En cualquiera de sus formas, la violencia siempre es detestable. La violencia que se ejerce sobre las mujeres por sus parejas, o exparejas, todavía resulta más deleznable, ruín y cobarde.
España no es capaz de bajar el número de agresiones a mujeres, a pesar de las múltiples campañas de concienciación que se ponen continuamente en marcha por parte del gobierno, asociaciones y plataformas.
El problema, aunque tiene un claro componente cultural, no depende en exclusiva de ser más o menos inteligente, o más o menos culto. Muchas veces vemos, tras un asesinato, cómo los vecinos y amigos califican al agresor como una persona «normal», alguien de quien nunca hubiesen sospechado que fuese capaz de algo así… En el fondo, estoy convencido de que se trata más de una cuestión de educación desde la infancia, de esos «valores» que en estos tiempos desdeñamos porque parece algo antiguo y poco «avanzado» y que, equivocadamente, aun hay personas que asocian a la religión.

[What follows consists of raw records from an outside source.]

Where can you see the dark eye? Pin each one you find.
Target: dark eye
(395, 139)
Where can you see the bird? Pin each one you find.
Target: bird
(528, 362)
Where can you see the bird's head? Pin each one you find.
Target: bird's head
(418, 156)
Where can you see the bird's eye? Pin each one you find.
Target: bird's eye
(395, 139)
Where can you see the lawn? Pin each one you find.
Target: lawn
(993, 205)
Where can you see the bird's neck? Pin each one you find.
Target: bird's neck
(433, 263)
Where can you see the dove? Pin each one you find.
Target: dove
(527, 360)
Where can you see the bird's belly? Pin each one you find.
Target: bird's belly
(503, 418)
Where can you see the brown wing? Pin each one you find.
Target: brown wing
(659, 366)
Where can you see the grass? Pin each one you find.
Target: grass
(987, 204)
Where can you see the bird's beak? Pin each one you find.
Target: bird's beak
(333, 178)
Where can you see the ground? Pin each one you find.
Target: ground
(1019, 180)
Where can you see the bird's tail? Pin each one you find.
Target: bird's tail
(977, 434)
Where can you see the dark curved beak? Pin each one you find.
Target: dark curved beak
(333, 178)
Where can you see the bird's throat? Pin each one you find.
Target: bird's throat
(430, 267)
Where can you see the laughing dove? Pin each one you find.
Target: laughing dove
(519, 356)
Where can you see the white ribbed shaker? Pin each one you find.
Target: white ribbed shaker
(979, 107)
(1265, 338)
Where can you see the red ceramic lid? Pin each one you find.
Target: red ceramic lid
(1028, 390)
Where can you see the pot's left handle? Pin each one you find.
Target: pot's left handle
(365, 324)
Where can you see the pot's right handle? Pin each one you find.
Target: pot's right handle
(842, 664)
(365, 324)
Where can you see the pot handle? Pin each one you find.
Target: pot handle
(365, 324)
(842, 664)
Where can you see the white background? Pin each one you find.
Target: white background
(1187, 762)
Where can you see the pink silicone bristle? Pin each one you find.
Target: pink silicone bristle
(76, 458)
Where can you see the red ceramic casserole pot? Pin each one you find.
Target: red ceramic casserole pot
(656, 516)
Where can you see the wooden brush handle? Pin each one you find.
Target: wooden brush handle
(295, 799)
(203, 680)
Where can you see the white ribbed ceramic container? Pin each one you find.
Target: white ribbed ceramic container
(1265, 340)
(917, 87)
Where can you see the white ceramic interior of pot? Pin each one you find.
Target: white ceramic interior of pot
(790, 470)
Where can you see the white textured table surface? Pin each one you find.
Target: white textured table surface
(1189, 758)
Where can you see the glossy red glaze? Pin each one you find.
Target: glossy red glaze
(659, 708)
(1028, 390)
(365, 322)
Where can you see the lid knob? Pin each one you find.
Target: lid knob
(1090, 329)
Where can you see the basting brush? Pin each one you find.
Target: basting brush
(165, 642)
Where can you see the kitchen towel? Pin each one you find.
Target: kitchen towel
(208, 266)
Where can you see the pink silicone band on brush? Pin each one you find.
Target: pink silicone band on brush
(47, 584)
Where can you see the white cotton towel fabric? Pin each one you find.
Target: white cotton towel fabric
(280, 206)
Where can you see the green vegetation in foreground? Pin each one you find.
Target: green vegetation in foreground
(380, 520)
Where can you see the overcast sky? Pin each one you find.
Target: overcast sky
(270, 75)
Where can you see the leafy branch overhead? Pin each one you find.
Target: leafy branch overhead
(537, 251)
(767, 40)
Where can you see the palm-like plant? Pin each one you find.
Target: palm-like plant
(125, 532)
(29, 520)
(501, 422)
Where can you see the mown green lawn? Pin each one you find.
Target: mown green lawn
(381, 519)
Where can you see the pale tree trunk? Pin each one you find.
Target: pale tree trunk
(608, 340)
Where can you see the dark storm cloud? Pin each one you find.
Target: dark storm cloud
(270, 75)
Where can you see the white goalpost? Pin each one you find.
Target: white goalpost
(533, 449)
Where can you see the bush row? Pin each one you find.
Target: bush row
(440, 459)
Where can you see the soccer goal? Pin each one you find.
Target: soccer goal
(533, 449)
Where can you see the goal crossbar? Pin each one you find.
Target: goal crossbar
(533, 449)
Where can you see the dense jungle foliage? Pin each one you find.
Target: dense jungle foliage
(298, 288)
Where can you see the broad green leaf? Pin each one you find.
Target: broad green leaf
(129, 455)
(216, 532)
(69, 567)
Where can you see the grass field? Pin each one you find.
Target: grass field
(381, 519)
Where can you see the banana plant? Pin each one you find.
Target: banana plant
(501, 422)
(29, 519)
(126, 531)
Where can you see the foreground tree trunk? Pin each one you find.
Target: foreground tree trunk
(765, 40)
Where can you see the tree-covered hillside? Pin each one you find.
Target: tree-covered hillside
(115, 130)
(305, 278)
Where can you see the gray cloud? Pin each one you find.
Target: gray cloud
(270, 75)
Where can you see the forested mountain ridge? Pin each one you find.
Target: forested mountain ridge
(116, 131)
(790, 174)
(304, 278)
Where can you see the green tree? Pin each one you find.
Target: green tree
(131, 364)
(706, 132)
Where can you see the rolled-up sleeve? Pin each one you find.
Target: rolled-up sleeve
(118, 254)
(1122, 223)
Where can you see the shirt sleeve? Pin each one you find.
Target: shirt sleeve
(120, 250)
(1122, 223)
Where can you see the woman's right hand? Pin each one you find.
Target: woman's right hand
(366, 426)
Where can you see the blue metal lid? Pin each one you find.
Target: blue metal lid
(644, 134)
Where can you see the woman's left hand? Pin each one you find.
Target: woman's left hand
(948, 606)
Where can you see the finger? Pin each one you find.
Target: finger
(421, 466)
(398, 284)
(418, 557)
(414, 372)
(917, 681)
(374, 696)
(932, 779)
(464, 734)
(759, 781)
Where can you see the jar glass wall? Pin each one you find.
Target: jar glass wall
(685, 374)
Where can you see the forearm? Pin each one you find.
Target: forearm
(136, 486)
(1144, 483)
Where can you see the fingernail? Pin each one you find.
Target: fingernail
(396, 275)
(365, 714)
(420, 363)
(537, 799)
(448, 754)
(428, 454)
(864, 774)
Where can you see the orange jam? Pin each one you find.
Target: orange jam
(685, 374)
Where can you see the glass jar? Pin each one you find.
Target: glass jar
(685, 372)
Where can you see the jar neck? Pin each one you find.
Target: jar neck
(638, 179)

Nada más lejos de la realidad. Una educación adecuada, que haga distinguir al individuo entre el bien y el mal, que lo haga respetuoso con las personas y con su entorno, que fomente la solidaridad y que nos haga capaces de ponernos en el lugar del otro, desarrollará hombres y mujeres que difícilmente cometerán un crimen o, al menos, será infinitamente más extraño que lo hagan. Lo contrario, a priori, es un caldo de cultivo peligroso.
De ahí la importancia de la educación, no sólo la que los niños reciben en la escuela, sino la que viven cada día en su hogar. No podemos dejar en manos del profesor toda la responsabilidad de inculcar esos valores primordiales a nuestros hijos. El respeto se aprende viviéndolo.
Luego podemos intentar prevenir judicial o policialmente el desenlace fatal, pero ya será una lotería que el asesino encuentre el hueco y el momento para cometer su crimen.